The reason I can't use .NET is my applications must be 'thin client' in that the applications are installed to a network shared drive and must be able to run on a wide variety of OS's thoughout my organization.  As such, I do not use any frameworks (COM, ATL, MFC, .NET, etc.)

I think Microsoft has not been clear on what compiler does what, as your main focus has been on pushing .NET, in which I have no interest.  Please tell me what I need to buy to do what I need to do.  Ideally, I would prefer to purchase VC6.0 is that is still an option.

CONTROLS:
This may not be directly related to VC++, but it is a question about Microsoft's future plans for developing controls like those provided in common controls.  There is a seemingly large demand for contols that Win32 developers can use that don't require COM, or MFC or .NET to integrate into their applications.  Is there any plan to develop any new controls for Win32?  I'm specifically thinking of a good grid control, a good image control, a good charting control, a web browser control.  Any idea?

THANKS:
I want to thank you guys for being here to answer these questions.  I hope this becomes a recurring program between CodeGuru and the VC++ Team.

David

----------


## AymanS

The answer for your first question is YES. VC++ 2005 allows you develop pure native applications without the need for .Net to run your application.
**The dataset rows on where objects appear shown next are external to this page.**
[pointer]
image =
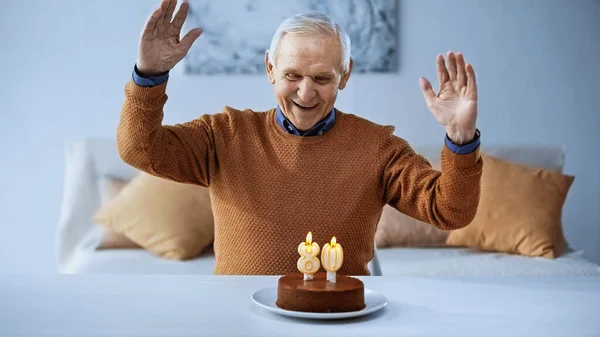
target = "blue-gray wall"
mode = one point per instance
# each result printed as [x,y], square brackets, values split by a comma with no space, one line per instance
[64,65]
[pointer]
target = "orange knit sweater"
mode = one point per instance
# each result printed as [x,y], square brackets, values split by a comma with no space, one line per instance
[270,188]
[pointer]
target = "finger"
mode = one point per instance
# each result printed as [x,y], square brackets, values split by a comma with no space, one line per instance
[427,91]
[169,14]
[451,66]
[164,5]
[150,25]
[189,38]
[471,81]
[181,16]
[461,75]
[443,76]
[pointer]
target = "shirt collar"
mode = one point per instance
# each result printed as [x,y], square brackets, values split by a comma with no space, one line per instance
[320,128]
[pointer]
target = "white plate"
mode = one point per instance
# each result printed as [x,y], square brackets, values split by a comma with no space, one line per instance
[267,297]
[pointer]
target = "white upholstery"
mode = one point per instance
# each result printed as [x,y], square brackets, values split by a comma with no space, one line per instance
[89,160]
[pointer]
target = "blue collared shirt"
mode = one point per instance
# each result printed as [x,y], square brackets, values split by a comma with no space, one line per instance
[320,128]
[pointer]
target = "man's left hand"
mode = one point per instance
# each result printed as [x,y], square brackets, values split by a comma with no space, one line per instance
[455,105]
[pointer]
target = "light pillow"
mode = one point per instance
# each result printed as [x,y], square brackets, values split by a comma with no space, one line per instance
[170,219]
[520,211]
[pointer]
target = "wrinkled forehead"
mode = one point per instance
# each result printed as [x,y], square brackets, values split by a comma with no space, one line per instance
[309,53]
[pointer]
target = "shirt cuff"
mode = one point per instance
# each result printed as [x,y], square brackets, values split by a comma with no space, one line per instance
[148,81]
[464,148]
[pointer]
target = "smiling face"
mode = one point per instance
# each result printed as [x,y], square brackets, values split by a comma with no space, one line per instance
[307,76]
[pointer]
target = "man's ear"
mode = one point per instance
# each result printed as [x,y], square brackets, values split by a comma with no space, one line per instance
[346,76]
[269,68]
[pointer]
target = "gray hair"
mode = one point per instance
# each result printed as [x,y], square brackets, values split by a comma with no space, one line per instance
[313,23]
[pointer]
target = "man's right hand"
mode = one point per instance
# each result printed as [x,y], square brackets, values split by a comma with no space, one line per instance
[160,48]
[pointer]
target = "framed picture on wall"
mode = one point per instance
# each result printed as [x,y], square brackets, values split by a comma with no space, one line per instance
[238,32]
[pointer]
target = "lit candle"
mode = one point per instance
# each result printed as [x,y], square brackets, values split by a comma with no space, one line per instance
[332,258]
[308,263]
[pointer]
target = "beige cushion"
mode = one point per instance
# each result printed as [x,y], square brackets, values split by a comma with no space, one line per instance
[396,229]
[520,211]
[110,239]
[170,219]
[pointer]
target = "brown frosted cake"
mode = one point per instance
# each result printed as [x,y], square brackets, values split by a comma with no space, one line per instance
[318,295]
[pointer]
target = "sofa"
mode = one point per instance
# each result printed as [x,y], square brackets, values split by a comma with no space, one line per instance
[87,161]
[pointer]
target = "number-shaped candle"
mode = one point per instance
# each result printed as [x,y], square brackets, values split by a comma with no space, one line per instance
[308,263]
[332,258]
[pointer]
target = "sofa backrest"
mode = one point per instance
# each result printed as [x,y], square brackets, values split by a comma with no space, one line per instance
[88,161]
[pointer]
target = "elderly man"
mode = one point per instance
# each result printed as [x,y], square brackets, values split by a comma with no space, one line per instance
[304,165]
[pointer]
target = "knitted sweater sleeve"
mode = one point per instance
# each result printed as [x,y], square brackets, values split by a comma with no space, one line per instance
[182,152]
[447,199]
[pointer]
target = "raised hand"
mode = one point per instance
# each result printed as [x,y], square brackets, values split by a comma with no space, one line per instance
[160,48]
[455,104]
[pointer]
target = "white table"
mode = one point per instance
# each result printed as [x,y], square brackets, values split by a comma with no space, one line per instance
[172,305]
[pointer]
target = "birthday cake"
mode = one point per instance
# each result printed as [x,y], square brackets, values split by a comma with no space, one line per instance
[320,295]
[310,290]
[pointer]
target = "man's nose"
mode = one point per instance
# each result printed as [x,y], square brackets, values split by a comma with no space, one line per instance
[306,90]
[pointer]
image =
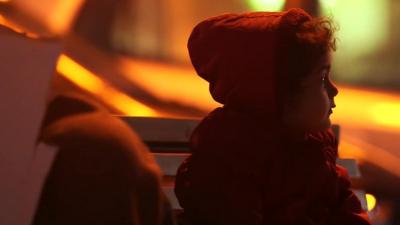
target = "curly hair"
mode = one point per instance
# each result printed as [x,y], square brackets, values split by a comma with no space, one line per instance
[303,44]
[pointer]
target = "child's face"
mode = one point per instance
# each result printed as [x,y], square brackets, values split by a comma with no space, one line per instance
[310,110]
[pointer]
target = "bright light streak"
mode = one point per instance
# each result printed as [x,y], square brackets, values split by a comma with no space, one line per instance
[169,83]
[371,201]
[387,114]
[86,80]
[56,15]
[328,3]
[356,107]
[16,28]
[266,5]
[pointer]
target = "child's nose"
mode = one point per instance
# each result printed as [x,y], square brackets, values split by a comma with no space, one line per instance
[332,90]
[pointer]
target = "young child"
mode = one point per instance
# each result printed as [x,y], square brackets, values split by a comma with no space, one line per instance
[268,155]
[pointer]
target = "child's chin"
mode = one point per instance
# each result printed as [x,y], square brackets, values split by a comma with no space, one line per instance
[324,125]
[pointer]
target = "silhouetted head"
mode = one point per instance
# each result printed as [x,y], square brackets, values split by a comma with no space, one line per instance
[265,62]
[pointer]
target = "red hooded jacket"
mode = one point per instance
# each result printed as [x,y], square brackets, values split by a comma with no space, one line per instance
[245,169]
All editions of VS2005 allows you to do so. Depending on the exact technology you want to use, you might want to choose one edition over the other. You can find a list of comparisons at http://msdn2.microsoft.com/en-us/library/hs24szh9.aspx

As for the controls issues, the windows folks would know more but probably other members of the VC++ team might have more details as well.

Thanks,
Ayman Shoukry
Program Manager
VC++ Team

----------